Por mais que nós, Diretores de Provas, nos empenhemos para entregar o melhor resgate possível, muitas variáveis podem interferir na agilidade do resgate, basta imaginarmos o seguinte: 2 acidentes acontecendo quase ao mesmo tempo no mesmo setor, enquanto se atende um acidente, de repente perdemos o “time” do outro. Vamos fazer uma reflexão mental: imaginemos que nesta mesma prova do Bahrain, os 2 acidentes acontecessem em ordem inversa, porém na mesma volta.

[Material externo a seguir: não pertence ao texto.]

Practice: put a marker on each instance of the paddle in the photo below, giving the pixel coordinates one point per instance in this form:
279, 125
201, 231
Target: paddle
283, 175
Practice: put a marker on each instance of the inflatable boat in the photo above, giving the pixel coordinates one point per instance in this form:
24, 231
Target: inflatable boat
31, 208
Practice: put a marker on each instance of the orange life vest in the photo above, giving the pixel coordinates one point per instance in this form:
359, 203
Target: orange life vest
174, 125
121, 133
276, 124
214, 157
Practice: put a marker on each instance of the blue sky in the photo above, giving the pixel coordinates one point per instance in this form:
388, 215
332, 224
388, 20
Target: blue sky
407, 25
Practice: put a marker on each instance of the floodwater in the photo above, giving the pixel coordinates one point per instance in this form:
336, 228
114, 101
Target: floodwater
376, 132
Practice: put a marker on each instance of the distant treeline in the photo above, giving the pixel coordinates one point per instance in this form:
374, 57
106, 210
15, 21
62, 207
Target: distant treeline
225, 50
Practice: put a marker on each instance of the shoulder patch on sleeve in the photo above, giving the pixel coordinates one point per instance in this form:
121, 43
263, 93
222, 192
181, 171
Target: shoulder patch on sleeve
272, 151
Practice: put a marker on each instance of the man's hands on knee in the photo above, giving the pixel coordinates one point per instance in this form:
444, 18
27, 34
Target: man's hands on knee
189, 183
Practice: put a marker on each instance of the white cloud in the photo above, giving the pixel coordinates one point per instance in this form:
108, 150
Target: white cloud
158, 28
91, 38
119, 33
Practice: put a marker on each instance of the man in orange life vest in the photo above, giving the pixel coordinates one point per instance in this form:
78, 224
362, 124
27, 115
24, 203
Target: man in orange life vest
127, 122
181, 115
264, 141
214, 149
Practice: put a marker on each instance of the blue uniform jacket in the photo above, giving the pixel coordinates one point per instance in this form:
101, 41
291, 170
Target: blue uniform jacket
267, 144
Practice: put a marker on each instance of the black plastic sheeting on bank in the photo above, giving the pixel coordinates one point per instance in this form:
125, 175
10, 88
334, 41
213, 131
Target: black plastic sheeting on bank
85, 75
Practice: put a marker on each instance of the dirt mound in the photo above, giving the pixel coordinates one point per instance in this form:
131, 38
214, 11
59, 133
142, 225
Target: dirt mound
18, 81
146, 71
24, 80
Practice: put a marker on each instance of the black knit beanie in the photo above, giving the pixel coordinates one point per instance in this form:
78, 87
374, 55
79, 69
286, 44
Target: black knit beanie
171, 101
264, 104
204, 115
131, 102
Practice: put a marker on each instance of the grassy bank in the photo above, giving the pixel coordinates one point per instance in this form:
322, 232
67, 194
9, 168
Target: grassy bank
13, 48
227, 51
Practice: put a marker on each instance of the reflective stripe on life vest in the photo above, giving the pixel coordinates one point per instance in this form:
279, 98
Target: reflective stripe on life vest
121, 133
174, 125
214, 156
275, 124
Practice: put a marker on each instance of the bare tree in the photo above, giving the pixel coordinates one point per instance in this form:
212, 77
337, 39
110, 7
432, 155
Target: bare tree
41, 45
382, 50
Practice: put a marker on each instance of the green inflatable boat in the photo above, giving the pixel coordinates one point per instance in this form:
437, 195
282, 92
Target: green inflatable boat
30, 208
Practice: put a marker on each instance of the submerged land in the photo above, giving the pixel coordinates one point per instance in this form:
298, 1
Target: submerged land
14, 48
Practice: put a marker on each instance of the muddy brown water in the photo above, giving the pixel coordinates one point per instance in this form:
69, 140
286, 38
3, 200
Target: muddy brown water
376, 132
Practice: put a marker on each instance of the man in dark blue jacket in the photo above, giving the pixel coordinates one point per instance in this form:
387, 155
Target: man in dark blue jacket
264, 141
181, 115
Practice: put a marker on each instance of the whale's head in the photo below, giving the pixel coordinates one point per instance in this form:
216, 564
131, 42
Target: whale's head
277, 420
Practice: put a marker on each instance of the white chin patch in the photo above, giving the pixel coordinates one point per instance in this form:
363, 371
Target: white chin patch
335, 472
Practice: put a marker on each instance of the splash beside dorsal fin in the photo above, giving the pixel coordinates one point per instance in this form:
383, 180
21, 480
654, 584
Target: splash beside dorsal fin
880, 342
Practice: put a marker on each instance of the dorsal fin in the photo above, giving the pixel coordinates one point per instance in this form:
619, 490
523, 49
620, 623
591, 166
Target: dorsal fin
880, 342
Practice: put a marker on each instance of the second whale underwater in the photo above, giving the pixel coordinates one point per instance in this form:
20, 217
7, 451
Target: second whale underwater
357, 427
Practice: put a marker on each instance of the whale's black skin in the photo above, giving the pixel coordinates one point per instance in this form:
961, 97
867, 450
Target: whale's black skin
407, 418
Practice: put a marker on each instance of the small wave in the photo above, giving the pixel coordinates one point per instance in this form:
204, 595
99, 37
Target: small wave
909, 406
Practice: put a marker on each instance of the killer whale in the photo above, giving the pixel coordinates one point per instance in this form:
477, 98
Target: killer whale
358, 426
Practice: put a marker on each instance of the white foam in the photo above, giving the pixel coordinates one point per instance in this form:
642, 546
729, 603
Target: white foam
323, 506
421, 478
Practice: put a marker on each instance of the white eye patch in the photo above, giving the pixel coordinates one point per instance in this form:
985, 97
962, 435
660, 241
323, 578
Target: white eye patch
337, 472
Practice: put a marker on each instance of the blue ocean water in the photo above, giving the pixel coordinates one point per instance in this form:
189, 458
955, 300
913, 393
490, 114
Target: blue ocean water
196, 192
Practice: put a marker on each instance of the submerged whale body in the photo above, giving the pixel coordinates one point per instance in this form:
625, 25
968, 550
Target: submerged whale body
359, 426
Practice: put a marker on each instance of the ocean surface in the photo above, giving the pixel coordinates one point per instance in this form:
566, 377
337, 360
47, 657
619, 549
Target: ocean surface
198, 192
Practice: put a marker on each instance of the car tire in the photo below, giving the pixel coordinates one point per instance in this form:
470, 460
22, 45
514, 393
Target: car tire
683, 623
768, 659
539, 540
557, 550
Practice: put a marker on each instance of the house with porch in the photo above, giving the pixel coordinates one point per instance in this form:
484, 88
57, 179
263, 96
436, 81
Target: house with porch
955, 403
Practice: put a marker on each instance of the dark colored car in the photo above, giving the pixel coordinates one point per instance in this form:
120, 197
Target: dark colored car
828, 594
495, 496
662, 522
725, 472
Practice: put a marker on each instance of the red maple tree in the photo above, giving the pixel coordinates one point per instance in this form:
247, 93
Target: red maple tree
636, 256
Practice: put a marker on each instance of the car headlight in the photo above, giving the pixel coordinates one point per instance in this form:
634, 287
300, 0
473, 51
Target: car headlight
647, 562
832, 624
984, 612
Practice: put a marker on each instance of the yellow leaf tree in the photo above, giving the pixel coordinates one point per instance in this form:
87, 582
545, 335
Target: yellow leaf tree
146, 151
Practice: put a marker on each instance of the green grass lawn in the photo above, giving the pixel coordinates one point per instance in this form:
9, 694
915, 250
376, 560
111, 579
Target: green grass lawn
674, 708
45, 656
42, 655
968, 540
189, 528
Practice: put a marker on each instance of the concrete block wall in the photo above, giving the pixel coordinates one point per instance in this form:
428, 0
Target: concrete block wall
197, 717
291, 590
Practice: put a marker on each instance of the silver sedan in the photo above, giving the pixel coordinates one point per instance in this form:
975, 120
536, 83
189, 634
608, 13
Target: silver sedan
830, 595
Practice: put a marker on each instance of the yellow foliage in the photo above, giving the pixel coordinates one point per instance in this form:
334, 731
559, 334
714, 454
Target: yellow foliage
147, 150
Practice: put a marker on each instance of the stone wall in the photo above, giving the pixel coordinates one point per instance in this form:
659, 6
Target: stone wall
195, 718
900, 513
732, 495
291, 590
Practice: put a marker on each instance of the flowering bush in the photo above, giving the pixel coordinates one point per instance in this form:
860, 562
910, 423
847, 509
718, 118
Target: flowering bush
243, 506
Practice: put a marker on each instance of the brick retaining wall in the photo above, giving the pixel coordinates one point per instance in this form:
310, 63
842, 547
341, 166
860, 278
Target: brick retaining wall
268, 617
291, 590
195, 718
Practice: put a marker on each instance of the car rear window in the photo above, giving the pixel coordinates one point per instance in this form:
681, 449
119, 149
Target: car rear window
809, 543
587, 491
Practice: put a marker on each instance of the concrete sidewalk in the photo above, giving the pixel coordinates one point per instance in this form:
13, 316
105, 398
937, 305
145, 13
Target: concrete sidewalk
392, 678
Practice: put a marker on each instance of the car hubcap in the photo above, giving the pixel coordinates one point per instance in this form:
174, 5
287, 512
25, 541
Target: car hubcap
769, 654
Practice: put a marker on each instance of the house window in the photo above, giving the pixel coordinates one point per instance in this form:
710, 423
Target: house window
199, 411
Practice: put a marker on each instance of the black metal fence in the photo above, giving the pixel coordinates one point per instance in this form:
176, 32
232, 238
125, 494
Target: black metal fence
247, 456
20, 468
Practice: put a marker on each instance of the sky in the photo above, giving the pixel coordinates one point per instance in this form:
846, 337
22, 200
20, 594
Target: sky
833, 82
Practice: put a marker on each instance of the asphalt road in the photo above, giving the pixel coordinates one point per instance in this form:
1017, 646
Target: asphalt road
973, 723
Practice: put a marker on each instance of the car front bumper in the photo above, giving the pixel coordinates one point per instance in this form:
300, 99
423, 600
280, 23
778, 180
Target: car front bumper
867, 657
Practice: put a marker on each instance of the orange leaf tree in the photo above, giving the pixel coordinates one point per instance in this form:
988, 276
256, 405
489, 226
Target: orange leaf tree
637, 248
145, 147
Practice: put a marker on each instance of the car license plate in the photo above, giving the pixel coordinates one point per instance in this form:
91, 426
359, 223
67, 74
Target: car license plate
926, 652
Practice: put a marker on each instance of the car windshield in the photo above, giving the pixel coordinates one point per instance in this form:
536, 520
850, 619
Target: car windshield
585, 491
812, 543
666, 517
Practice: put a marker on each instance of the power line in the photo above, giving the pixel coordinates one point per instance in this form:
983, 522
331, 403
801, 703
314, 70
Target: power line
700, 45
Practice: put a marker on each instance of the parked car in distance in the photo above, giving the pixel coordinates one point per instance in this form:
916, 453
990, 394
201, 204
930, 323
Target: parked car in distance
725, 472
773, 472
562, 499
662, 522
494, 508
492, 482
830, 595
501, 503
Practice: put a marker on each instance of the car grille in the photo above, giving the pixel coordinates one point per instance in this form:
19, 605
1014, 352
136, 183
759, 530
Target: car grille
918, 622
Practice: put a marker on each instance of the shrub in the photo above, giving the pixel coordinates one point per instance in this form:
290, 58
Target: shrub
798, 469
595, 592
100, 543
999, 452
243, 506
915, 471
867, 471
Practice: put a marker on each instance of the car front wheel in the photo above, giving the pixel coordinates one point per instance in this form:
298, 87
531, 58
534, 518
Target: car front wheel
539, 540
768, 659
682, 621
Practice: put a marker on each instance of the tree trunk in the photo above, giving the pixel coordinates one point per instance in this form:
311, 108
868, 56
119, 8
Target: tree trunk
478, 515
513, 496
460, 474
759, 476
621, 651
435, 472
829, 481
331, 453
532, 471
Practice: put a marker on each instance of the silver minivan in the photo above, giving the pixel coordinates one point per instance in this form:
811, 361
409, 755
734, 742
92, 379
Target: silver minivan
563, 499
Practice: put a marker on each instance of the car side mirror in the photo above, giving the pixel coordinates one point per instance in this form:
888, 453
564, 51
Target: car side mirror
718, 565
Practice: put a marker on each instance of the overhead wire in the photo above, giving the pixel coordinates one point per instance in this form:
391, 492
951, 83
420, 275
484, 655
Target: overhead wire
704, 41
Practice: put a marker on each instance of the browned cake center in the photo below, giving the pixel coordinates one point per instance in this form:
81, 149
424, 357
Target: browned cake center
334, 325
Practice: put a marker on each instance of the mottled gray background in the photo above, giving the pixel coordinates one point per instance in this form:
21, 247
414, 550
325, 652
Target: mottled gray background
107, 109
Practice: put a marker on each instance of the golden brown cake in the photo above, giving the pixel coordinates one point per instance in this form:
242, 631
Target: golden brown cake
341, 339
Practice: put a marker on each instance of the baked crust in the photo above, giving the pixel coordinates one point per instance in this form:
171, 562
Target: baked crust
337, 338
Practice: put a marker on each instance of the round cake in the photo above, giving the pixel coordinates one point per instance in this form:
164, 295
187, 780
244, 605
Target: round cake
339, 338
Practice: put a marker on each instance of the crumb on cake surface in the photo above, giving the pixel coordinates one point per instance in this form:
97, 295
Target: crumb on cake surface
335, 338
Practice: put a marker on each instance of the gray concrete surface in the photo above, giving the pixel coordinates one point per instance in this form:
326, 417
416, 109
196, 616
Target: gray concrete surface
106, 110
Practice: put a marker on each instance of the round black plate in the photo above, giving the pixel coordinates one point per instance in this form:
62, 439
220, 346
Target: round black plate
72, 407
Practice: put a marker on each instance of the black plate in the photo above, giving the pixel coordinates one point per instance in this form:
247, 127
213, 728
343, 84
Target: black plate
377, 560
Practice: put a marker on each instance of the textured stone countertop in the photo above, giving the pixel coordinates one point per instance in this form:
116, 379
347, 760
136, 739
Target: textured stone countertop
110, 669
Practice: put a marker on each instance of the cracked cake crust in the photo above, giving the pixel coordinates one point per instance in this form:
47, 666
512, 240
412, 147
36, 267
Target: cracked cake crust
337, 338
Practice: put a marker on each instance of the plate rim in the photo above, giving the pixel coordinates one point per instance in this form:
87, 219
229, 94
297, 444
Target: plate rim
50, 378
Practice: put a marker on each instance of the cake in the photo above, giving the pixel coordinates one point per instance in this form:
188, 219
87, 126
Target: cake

O Stroll capotasse seu carro antes da batida do Grosjean, e por sorte seu carro não parasse sobre o traçado da pista, ficasse em algum ponto na área de escape, sem perigo para darmos continuidade a prova. E na sequência, o Grosjean batesse no guard-rail, então, a equipe de resgate e o medical-car, muto provavelmente estariam atendendo o Stroll e não chegariam tão prontamente no Grosjean. Estas coisas acontecem em corridas, com mais frequência do se imagina, principalmente em provas brasileiras de endurance, onde a equipe de resgate/extração, tem que resgatar um carro quebrado, levando-o para os boxes e durante este empenho, pode acontecer uma segunda ocorrência no mesmo setor, neste caso, somos obrigado a deslocar o resgate de outro setor para atendermos esta segunda ocorrência e obviamente, este atendimento irá demorar mais do que o esperado, então... podemos preparar os ouvidos, principalmente se prova estiver sendo transmitida ao vivo, porque “choverão” críticas sobre a demora do atendimento do resgate!

 

Antes de todas as provas que trabalho, sempre faço um briefing com os fiscais de pista e pessoal do resgate. E digo a eles: “se ao final da corrida, ninguém lembrar da gente, sintam-se elogiados, pois só somos lembrados quando erramos, ou quando alguém acha que erramos!”

 

(ufa... que desabafo heim... precisa muito explicar isto!!!).

 

 

 

  Resgate retirando um carro da zona de perigo durante a Prova de Endurance Brasil

 

Agora vamos falar um pouco sobre os trabalhos de preparação das equipes de resgate e extração nos nossos eventos.

 

Há algum tempo, trabalhei diretamente com o treinamento da equipe de resgate do GP Brasil de Fórmula 1, eu integrava a equipe do Sr. Alfredo Tambucci, Diretor Esportivo do GP Brasil,  uma das pessoas mais espetaculares no trabalho de preparação da Equipe Desportiva do GP Brasil e que infelizmente nos deixou, em 2012, porém o seu trabalho mereceu elogio e reconhecimento da FIA todos os anos em que trabalhou. E é sobre este trabalho que podemos falar um pouco. É um trabalho muito bem feito, as equipes começam a se envolver com o Grande Prêmio, pelo menos 3 meses antes da corrida e no mês anterior à prova existe um treinamento abundante e várias simulações de procedimentos. (uma das principais frases do Sr. Tambucci era: “protocolos e procedimentos”). Vivo pensando e aplicando nas minhas provas os protocolos e procedimentos que aprendi com ele. 

 

Vejam abaixo, algumas fotos dos treinamentos e das simulações para a Fórmula 1, que foram extraídas do site GP Brasil e GazetaPress.

 

 Equipe Médica – treinamento teórico com Dr. Dino Altman, chefe médico da CBA e FIA fazendo um simulado de extração em pista. Equipe de Bombeiros – fazendo um simulado de extração em pista. Bombeiros e Médicos juntos no simulado.

 

  Cockpit de F1 para simulados (2017, ainda sem o HALO) e o Cockpit F1 2018 – já com o HALO. Abordagens diferentes.

 

  Simulado de Procedimento de Largada. Teste de Extintores e a placa de safety-car junto com a bandeira amarela no posto 22 de Interlagos – foto extraída do site GAZETAPRESS.

 

Como todos podem observar, não faltam testes e simulações para um Grande Prêmio.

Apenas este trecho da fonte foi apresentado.